Special needs bike camp helps kids in Clovis

FRESNO, Calif.

Roughly 40 special needs kids are enjoying a nice bike ride indoors this week. Most of them before this bike camp couldn't even stay on their bikes. But with the help from Break the Barriers in Fresno, these kids are learning how stay on a bike all by themselves.

"If you listen to the parents. They say now they can ride with their brother, their sister. All our cousins can ride a bike but they don't," Debbie Hergenrader said. "When they go back to school, they're going to say this is what I did this summer. Learn to ride a bike. It's just crazy how riding a bike can connect a community."

Close to 90 volunteers from the Central Valley Cycling Club are offering their time and effort to get these kids to ride without training wheels. So it's no surprise the two men brought in from Chicago to teach the camp are from the national campaign called "Lose the Training Wheels".
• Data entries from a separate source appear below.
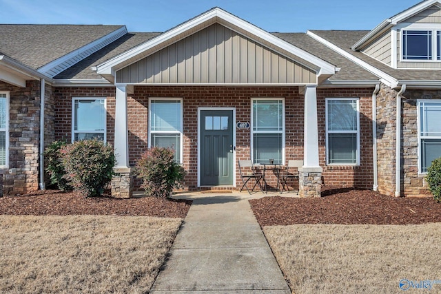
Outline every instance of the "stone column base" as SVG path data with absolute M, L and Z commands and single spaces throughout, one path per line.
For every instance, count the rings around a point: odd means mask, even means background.
M 133 193 L 133 176 L 130 168 L 115 168 L 112 177 L 112 196 L 130 198 Z
M 300 167 L 298 169 L 298 195 L 302 198 L 321 197 L 321 167 Z

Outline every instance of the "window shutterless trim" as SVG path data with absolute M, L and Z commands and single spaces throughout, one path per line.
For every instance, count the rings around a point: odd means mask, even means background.
M 342 130 L 342 131 L 329 131 L 328 130 L 328 120 L 329 116 L 328 114 L 328 103 L 331 101 L 356 101 L 357 105 L 357 130 Z M 326 165 L 334 165 L 334 166 L 342 166 L 342 165 L 347 165 L 347 166 L 358 166 L 360 165 L 360 98 L 325 98 L 325 129 L 326 129 Z M 357 134 L 357 148 L 356 148 L 356 163 L 329 163 L 329 134 Z
M 427 171 L 422 171 L 422 142 L 423 140 L 435 139 L 441 140 L 441 134 L 440 136 L 422 136 L 422 133 L 421 128 L 423 127 L 421 123 L 421 111 L 422 107 L 424 106 L 424 103 L 431 103 L 439 104 L 439 107 L 441 108 L 441 99 L 418 99 L 417 100 L 417 125 L 418 132 L 418 175 L 425 175 Z
M 179 101 L 181 104 L 181 123 L 179 124 L 179 130 L 177 131 L 152 131 L 152 101 Z M 180 135 L 180 158 L 179 163 L 182 164 L 183 162 L 183 114 L 184 114 L 184 105 L 183 99 L 182 98 L 171 98 L 171 97 L 150 97 L 149 98 L 149 114 L 148 114 L 148 125 L 147 125 L 147 146 L 148 148 L 152 147 L 152 134 L 179 134 Z
M 0 169 L 9 168 L 9 103 L 10 93 L 9 91 L 0 91 L 0 94 L 4 94 L 6 99 L 6 125 L 4 128 L 0 129 L 0 131 L 5 132 L 5 165 L 0 165 Z M 3 95 L 2 95 L 3 96 Z M 3 97 L 2 97 L 3 98 Z
M 254 131 L 254 101 L 282 101 L 282 129 L 280 130 L 280 126 L 278 126 L 279 130 L 272 130 L 272 131 Z M 250 156 L 251 159 L 254 162 L 254 134 L 282 134 L 282 149 L 280 152 L 282 154 L 281 161 L 282 164 L 285 164 L 285 97 L 256 97 L 251 98 L 251 112 L 250 112 Z
M 104 110 L 105 111 L 105 115 L 104 116 L 104 130 L 103 131 L 81 131 L 77 129 L 75 131 L 75 101 L 84 101 L 88 100 L 90 101 L 94 101 L 96 100 L 104 101 Z M 107 99 L 105 97 L 72 97 L 72 143 L 75 142 L 75 134 L 78 133 L 99 133 L 103 134 L 103 142 L 107 142 Z

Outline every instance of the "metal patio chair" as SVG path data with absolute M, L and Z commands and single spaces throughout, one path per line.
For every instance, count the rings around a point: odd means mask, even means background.
M 242 182 L 243 182 L 242 188 L 240 188 L 240 192 L 242 192 L 242 190 L 245 187 L 248 193 L 251 194 L 251 192 L 254 191 L 254 188 L 256 188 L 256 186 L 257 185 L 260 188 L 260 191 L 263 191 L 263 188 L 260 183 L 260 180 L 262 180 L 263 175 L 256 172 L 256 170 L 253 167 L 253 162 L 252 160 L 238 160 L 238 164 L 239 173 L 240 174 L 240 178 L 242 178 Z M 253 186 L 253 189 L 250 191 L 247 186 L 247 183 L 252 179 L 254 180 L 256 182 Z
M 283 174 L 280 175 L 280 182 L 282 183 L 282 188 L 280 189 L 280 194 L 283 193 L 283 191 L 286 190 L 289 192 L 289 187 L 288 182 L 292 180 L 294 182 L 298 180 L 298 169 L 303 166 L 303 160 L 288 160 L 288 165 Z M 298 190 L 297 190 L 297 194 L 298 194 Z

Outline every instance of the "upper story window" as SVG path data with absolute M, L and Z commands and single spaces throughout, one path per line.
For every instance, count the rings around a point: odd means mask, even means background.
M 358 109 L 358 98 L 326 99 L 327 164 L 360 164 Z
M 403 30 L 403 61 L 441 60 L 441 31 Z
M 72 142 L 96 138 L 105 142 L 105 98 L 74 98 Z
M 252 99 L 252 158 L 255 163 L 274 163 L 284 160 L 284 100 Z

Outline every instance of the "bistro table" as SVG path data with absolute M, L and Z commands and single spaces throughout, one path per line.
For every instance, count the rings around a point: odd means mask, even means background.
M 253 165 L 254 168 L 258 168 L 262 170 L 262 178 L 263 179 L 263 184 L 265 187 L 265 193 L 266 193 L 267 191 L 267 178 L 265 176 L 265 172 L 267 170 L 273 170 L 275 171 L 276 176 L 277 177 L 277 188 L 276 190 L 279 191 L 280 189 L 280 169 L 282 168 L 283 165 L 280 163 L 256 163 Z

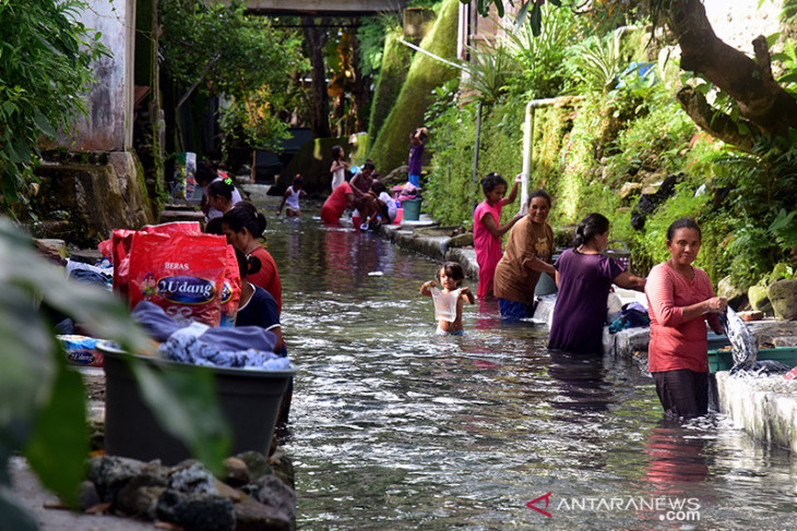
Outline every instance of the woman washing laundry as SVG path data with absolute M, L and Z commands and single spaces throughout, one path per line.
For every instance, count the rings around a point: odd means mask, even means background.
M 548 348 L 585 354 L 603 352 L 606 303 L 615 283 L 644 291 L 645 279 L 635 277 L 604 256 L 609 241 L 609 220 L 587 215 L 575 229 L 573 248 L 562 252 L 557 270 L 557 294 Z

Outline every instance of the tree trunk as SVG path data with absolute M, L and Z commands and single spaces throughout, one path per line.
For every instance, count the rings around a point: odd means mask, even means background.
M 674 0 L 668 25 L 681 48 L 682 70 L 702 74 L 728 94 L 762 133 L 787 136 L 789 128 L 797 128 L 797 100 L 774 80 L 764 37 L 753 40 L 753 61 L 717 38 L 701 0 Z
M 302 16 L 301 25 L 305 31 L 305 45 L 310 58 L 311 87 L 310 87 L 310 129 L 317 138 L 331 136 L 330 133 L 330 101 L 326 94 L 326 69 L 324 67 L 324 44 L 326 31 L 317 27 L 312 16 Z

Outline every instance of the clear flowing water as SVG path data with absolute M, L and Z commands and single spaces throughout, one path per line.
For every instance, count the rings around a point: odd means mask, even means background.
M 722 417 L 665 424 L 635 363 L 552 359 L 495 303 L 436 336 L 435 262 L 311 208 L 269 221 L 299 529 L 797 529 L 789 452 Z

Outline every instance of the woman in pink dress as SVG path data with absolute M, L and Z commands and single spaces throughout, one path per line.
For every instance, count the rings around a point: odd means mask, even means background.
M 701 232 L 690 218 L 667 229 L 670 258 L 651 269 L 645 285 L 651 316 L 647 364 L 667 417 L 700 417 L 709 411 L 709 326 L 722 334 L 717 314 L 728 301 L 716 297 L 709 275 L 692 266 Z
M 476 251 L 476 263 L 479 266 L 479 287 L 476 297 L 484 299 L 492 295 L 492 280 L 496 276 L 496 266 L 501 260 L 501 237 L 523 218 L 522 214 L 501 224 L 503 205 L 514 203 L 518 196 L 518 183 L 523 180 L 523 173 L 514 178 L 514 184 L 509 195 L 507 181 L 498 173 L 488 173 L 481 179 L 481 190 L 485 201 L 479 203 L 473 214 L 473 246 Z

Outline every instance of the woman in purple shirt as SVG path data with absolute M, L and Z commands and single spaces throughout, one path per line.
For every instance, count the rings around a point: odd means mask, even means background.
M 606 302 L 611 285 L 644 291 L 645 279 L 634 277 L 602 253 L 609 241 L 609 220 L 587 215 L 575 229 L 573 248 L 554 263 L 559 293 L 554 306 L 548 348 L 586 354 L 603 352 Z

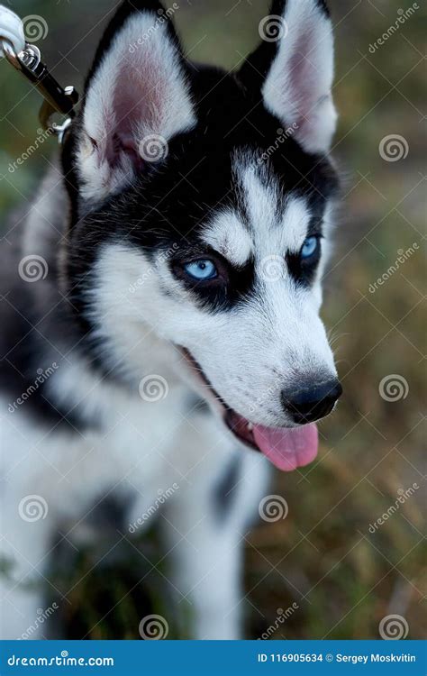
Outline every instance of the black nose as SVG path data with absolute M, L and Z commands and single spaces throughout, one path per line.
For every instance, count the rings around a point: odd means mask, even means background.
M 294 392 L 284 390 L 282 401 L 294 422 L 304 425 L 319 420 L 331 413 L 341 394 L 342 388 L 340 382 L 333 379 Z

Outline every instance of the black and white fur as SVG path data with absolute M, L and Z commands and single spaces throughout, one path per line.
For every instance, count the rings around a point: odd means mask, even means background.
M 174 483 L 160 518 L 173 562 L 165 584 L 177 608 L 183 596 L 191 603 L 192 637 L 240 637 L 242 535 L 268 492 L 268 463 L 227 429 L 222 402 L 286 426 L 281 392 L 336 376 L 318 315 L 337 187 L 326 6 L 274 2 L 286 37 L 263 41 L 232 74 L 189 63 L 159 9 L 150 0 L 119 9 L 60 166 L 2 247 L 1 556 L 12 562 L 0 582 L 2 638 L 20 637 L 43 607 L 64 521 L 112 495 L 126 498 L 132 523 Z M 159 162 L 139 152 L 150 134 L 168 144 Z M 303 274 L 310 233 L 322 233 L 323 253 Z M 180 274 L 206 252 L 226 268 L 225 286 Z M 19 262 L 33 255 L 49 273 L 29 283 Z M 271 255 L 284 260 L 274 281 L 260 274 Z M 141 398 L 148 375 L 165 379 L 167 397 Z M 195 406 L 195 392 L 210 410 Z M 28 522 L 19 505 L 33 494 L 49 512 Z

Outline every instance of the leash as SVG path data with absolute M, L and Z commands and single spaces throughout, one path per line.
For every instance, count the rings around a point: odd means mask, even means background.
M 75 116 L 78 94 L 74 87 L 62 87 L 41 61 L 41 51 L 25 41 L 23 23 L 17 14 L 0 5 L 0 59 L 5 58 L 33 85 L 44 101 L 39 119 L 44 130 L 57 136 L 62 143 L 64 134 Z M 50 122 L 55 113 L 67 115 L 62 124 Z

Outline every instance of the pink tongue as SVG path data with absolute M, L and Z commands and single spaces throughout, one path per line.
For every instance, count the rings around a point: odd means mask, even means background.
M 259 449 L 284 471 L 308 465 L 317 455 L 315 425 L 285 429 L 254 425 L 252 434 Z

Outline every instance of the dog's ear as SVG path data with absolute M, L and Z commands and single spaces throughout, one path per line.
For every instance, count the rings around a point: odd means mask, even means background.
M 168 142 L 195 123 L 175 8 L 125 0 L 102 38 L 73 140 L 85 200 L 102 200 L 165 160 Z
M 332 97 L 333 37 L 323 0 L 275 0 L 259 23 L 260 46 L 241 77 L 255 87 L 264 105 L 293 125 L 309 152 L 329 151 L 337 114 Z

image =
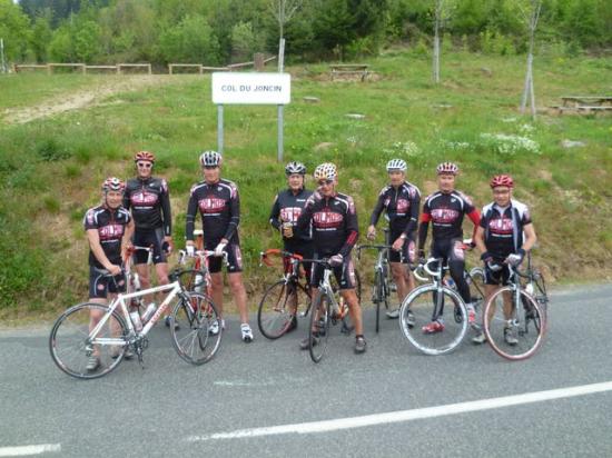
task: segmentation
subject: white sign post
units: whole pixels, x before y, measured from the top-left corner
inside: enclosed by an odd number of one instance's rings
[[[213,73],[213,103],[217,106],[217,149],[224,149],[224,104],[276,104],[292,100],[289,73]],[[282,110],[278,110],[282,112]],[[283,160],[283,122],[278,119],[278,160]]]

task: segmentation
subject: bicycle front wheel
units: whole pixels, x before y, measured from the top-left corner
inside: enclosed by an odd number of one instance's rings
[[[444,319],[444,311],[447,311],[448,319]],[[434,322],[437,325],[432,326]],[[467,310],[454,290],[424,285],[413,290],[402,302],[399,327],[406,339],[419,351],[425,355],[445,355],[453,351],[465,337]]]
[[[217,308],[208,296],[184,291],[175,306],[171,321],[172,345],[180,358],[199,366],[215,356],[221,344],[223,326]],[[217,332],[211,329],[215,322]]]
[[[510,303],[503,297],[510,296]],[[484,308],[484,332],[491,348],[503,358],[521,360],[531,357],[543,342],[546,327],[542,306],[520,290],[519,307],[511,287],[501,288]]]
[[[327,349],[330,322],[332,299],[325,292],[320,292],[310,310],[310,330],[308,331],[308,351],[315,362],[322,360]]]
[[[49,337],[49,350],[62,371],[76,378],[92,379],[119,366],[128,348],[128,329],[116,310],[107,315],[107,306],[86,302],[71,307],[57,319]],[[106,322],[92,335],[96,323],[101,320]],[[92,358],[97,358],[96,367],[91,366]]]
[[[295,283],[280,280],[270,286],[257,310],[257,326],[264,337],[274,340],[285,335],[297,316],[298,307],[307,305],[306,298]]]

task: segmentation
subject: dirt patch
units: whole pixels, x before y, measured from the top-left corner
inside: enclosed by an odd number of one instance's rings
[[[4,122],[22,125],[40,118],[103,104],[103,101],[121,92],[131,92],[147,87],[185,81],[185,78],[172,78],[168,74],[138,74],[109,77],[101,84],[71,93],[42,100],[36,106],[4,110]]]

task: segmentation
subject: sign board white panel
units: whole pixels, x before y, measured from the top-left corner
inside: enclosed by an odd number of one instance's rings
[[[292,101],[289,73],[213,73],[215,104],[287,104]]]

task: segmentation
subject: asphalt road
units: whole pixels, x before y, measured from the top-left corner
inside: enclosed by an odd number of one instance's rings
[[[0,457],[43,447],[39,456],[612,456],[612,384],[540,400],[542,391],[612,381],[612,285],[556,290],[551,299],[546,341],[521,362],[470,342],[448,356],[422,356],[397,321],[383,320],[375,335],[367,310],[368,350],[361,356],[353,337],[336,331],[314,365],[297,348],[304,322],[277,341],[257,332],[245,345],[229,320],[208,365],[179,359],[159,327],[145,369],[125,361],[81,381],[51,361],[50,326],[2,330]],[[523,394],[536,401],[497,404]],[[447,405],[458,412],[427,409]],[[359,426],[354,417],[363,416],[374,417]],[[317,424],[324,420],[337,421]],[[253,430],[283,425],[294,427]]]

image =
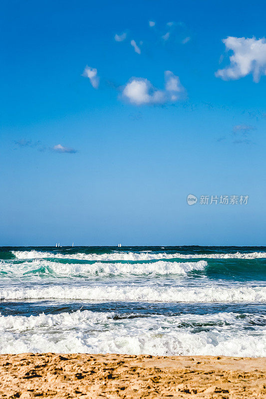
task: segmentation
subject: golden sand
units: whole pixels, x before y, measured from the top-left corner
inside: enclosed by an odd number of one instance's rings
[[[266,358],[0,355],[0,398],[266,398]]]

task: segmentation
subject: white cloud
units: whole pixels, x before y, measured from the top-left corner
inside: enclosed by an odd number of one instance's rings
[[[52,150],[57,153],[68,153],[68,154],[74,154],[76,153],[76,150],[73,148],[68,148],[67,147],[64,147],[61,144],[57,144],[56,146],[54,146]]]
[[[125,86],[123,97],[135,105],[175,102],[185,93],[179,78],[171,71],[165,72],[165,89],[155,88],[147,79],[132,78]]]
[[[168,39],[169,38],[170,35],[170,32],[167,32],[167,33],[166,33],[165,34],[164,34],[163,35],[163,36],[162,36],[162,38],[164,40],[165,40],[166,41],[166,40],[168,40]]]
[[[88,78],[91,83],[91,85],[94,89],[98,89],[100,79],[98,76],[97,71],[96,68],[91,68],[90,66],[86,66],[83,71],[82,76]]]
[[[219,69],[215,75],[224,80],[237,79],[250,74],[254,82],[259,81],[261,76],[266,75],[266,40],[255,37],[234,37],[224,39],[226,49],[232,50],[230,65]]]
[[[141,53],[141,51],[140,51],[140,48],[137,45],[137,43],[135,40],[131,40],[130,44],[134,47],[134,49],[136,53],[138,53],[138,54]]]
[[[185,38],[185,39],[183,39],[182,44],[185,44],[186,43],[188,43],[190,41],[190,39],[191,38],[190,37],[190,36],[187,36]]]
[[[256,128],[251,125],[236,125],[233,128],[234,134],[240,134],[247,136],[251,132],[256,130]]]
[[[124,32],[121,34],[116,34],[114,37],[114,39],[116,41],[123,41],[127,37],[126,32]]]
"We use a roller system," AJ Budney said. "The roller that they started on Monday is very similar to a rolling pin. So it's very flat and then as the week progresses and as they progress, we move them up to a higher roller. So it becomes a little more tapered on the end."

The combination of this unique approach and the volunteers allows these kids to be kids. Fresno mom Karen Maroot's son Charlie has autism. She and other parents say this experience is such a rush that many of us without special needs children may never understand.

"I'm glad actually that your cameras weren't here when he first started riding. I think he started walking through, but I mean I burst into tears of happiness just watching him with that joy that, thrill of riding bike," Maroot said. "Now the fear is going to be chasing him around the neighborhood, but it's exciting to see children be children."

Children with special needs and autism in particular lack social skills necessary to integrate with others. But spend just a few minutes at this bike camp and you wouldn't have ever known this place was a camp for special needs kids. Here at Clovis North High School, they're just plain special.